Come fall, the two seniors will continue their roles as Athenaeum veterans in a new, coveted capacity: as Ath Fellowsserving up introductions to each of the weekly speakers instead of the usual coffee and hot chocolate. Fidler beams. “No more camping out in the mornings!” he says, an allusion to the oft-competitive nature of landing reservations for popular events. (Recent visits by Supreme Court Justice Antonin Scalia and New York Times columnist Thomas Friedman, for example, booked within minutes of opening at the midnight hour for online reservations.)
With the job of Ath Fellow comes visibility across campus, and the pair has already experienced congratulations from classmates. “I’ve always enjoyed the atmosphere at the Athenaeum,” Davidson says. “It has always been a great institution and part of CMC. I have to say that when I did the interview for this job, it was the first time I felt nervous because I wanted it so much.”
The Athenaeum’s distinction as a convivial forum for dinner and intellectual discourse among students, faculty, and community members puts the role of Ath Fellow on many students’ wish-lists. Fellows eat at the head table with influential speakers from the fields of business, politics and the arts, and introduce the guests to Athenaeum audiences four times a week. Davidson and Fidler will also assist with writing and editing the Athenaeum’s bi-weekly newsletter, The Fortnightly. Additionally, the Fellows work with Athenaeum director, Bonnie Snortum, in developing themes and strategies for bringing speakers to campus.
Davidson, a Philosophy, Politics, and Economics (PPE) major and a self-described intellectual with interests in popular culture, trivia, and tea, and Fidler, who is interested in law, were selected following a process that included submission of a written application and prior consideration by the Athenaeum Advisory Committee.
“The opportunity to be there every single day and interact so closely with so many fascinating people is just astounding,” Davidson said.
Both students have kept a sharp eye on the Athenaeum’s lineup these past years.
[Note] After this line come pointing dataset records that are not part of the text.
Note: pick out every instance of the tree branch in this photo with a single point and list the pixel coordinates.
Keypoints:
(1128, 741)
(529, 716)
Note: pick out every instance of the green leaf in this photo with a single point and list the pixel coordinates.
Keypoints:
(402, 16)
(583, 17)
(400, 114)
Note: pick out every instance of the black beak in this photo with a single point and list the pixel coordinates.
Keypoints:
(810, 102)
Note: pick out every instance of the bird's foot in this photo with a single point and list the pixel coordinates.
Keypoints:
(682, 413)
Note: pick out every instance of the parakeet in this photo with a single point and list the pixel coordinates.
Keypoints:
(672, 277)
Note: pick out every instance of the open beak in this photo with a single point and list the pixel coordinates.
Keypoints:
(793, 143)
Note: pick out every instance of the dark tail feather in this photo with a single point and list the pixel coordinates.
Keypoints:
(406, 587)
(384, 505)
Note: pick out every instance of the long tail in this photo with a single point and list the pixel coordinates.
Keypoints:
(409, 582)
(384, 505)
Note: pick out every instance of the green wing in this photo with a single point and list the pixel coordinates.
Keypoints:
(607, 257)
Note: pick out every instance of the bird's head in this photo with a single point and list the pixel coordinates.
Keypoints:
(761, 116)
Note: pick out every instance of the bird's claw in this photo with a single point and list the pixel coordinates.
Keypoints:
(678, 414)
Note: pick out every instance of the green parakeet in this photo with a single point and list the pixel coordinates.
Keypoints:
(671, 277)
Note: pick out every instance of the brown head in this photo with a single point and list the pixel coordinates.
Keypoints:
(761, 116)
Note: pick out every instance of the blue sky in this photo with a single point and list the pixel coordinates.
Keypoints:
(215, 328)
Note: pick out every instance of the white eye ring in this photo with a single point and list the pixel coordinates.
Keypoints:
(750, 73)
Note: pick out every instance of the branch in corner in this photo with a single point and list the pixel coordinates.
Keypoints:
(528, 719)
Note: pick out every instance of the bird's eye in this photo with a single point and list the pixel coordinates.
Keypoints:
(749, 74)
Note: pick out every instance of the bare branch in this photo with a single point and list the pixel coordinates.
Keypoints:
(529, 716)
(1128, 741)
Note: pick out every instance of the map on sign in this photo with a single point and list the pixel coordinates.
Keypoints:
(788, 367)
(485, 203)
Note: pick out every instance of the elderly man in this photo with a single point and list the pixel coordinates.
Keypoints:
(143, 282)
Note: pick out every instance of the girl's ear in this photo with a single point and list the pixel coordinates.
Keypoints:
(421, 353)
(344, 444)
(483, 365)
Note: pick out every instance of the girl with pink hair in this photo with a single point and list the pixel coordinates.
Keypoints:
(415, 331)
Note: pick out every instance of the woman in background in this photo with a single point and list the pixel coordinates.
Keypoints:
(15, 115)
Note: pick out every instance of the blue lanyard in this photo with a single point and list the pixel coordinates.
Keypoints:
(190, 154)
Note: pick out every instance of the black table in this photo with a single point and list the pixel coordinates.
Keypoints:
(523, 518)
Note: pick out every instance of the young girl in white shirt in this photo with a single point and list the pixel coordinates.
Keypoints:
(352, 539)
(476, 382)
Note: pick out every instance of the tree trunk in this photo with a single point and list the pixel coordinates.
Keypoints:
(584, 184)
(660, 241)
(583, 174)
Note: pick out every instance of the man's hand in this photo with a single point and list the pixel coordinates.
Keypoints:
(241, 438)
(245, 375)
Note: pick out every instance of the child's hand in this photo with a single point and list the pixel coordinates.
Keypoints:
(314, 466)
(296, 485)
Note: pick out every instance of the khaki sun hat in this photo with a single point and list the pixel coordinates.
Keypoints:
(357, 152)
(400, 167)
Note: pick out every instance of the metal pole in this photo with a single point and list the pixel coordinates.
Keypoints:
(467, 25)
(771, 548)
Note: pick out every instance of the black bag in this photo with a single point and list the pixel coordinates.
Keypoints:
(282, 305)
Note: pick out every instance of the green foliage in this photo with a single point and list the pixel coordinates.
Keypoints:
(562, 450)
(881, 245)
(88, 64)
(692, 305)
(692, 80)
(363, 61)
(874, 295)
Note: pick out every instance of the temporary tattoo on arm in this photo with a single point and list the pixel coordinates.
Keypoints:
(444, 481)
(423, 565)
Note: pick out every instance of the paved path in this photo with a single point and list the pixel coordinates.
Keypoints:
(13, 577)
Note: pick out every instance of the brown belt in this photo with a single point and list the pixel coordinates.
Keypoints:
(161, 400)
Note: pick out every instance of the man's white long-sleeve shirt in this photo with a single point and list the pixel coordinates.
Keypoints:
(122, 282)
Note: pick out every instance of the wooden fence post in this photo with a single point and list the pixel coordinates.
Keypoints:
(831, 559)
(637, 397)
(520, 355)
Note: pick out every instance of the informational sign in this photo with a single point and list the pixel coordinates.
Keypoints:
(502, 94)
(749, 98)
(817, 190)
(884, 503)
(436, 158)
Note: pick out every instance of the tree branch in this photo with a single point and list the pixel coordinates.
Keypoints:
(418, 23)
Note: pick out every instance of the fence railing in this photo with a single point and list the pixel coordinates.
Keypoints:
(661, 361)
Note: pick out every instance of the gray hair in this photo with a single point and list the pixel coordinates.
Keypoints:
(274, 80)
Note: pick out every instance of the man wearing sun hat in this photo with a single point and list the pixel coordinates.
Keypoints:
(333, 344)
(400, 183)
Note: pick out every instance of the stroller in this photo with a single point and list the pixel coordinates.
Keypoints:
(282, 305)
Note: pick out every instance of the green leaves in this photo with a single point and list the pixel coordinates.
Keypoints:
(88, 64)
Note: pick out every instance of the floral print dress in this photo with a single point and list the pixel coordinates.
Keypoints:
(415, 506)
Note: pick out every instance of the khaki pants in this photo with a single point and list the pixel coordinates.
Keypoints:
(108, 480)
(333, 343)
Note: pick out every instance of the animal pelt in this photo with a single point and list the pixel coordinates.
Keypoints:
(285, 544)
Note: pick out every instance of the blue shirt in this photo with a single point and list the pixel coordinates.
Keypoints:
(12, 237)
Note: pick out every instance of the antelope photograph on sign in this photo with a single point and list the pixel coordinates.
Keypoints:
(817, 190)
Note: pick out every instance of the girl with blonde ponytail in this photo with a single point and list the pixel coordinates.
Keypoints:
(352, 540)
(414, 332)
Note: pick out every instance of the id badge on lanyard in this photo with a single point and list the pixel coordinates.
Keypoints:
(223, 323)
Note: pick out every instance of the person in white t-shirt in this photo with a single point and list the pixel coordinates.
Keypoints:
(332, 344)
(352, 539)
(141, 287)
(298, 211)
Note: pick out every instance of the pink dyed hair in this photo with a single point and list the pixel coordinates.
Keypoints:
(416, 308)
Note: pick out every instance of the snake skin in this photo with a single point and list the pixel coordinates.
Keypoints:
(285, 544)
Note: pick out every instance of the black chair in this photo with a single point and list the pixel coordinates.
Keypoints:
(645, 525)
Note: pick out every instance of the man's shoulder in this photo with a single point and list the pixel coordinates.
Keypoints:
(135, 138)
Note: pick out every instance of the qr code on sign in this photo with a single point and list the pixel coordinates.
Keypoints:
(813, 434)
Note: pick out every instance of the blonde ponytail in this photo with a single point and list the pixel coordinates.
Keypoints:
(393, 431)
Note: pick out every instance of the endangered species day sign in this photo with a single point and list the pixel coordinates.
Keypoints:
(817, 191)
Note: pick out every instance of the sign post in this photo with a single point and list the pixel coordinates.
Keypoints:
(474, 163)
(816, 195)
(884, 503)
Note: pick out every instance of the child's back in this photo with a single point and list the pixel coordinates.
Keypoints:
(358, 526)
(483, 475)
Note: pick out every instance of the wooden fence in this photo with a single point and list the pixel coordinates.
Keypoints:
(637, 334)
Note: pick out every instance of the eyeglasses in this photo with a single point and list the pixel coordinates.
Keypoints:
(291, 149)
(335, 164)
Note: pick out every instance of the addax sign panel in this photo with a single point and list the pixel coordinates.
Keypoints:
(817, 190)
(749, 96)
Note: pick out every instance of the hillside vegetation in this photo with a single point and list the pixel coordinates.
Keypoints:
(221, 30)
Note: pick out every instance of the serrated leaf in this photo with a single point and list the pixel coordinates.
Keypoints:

Fidler’s favorite guest thus far has been law professor and author Amos Guiora, who lectured last month on counterterrorism, and his dream guest is Muhammad Yunus, whose work in developing microfinance in Bangladesh won the 2006 Nobel Peace Prize.
“I would talk to him about why he think it works, and how it can be adapted to other environments,” says Fidler, an international relations major who enjoys opera, soccer, and singing in a 5-C a cappella group.
Davidson’s favorite Athenaeum guests have included Salman Rushdie, Thomas Pogge, author and military historian Victor Davis Hanson, and commentator and blogger Andrew Sullivan.
Fidler says he looks forward to helping “continue the balance between politics and the humanities” in his Athenaeum work.
“It is amazing to me that each year these wonderful students continue to appear, willing to commit the copious amounts of time and creative energy needed to keep the Athenaeum a viable entity at CMC,” says Athenaeum director Bonnie Snortum. “It is a privilege to work with students the caliber of Brian Davidson and Ben Fidlerand outgoing Fellows Nick Zosel-Johnson and Sara Roberson. It does keep one optimistic about the future!”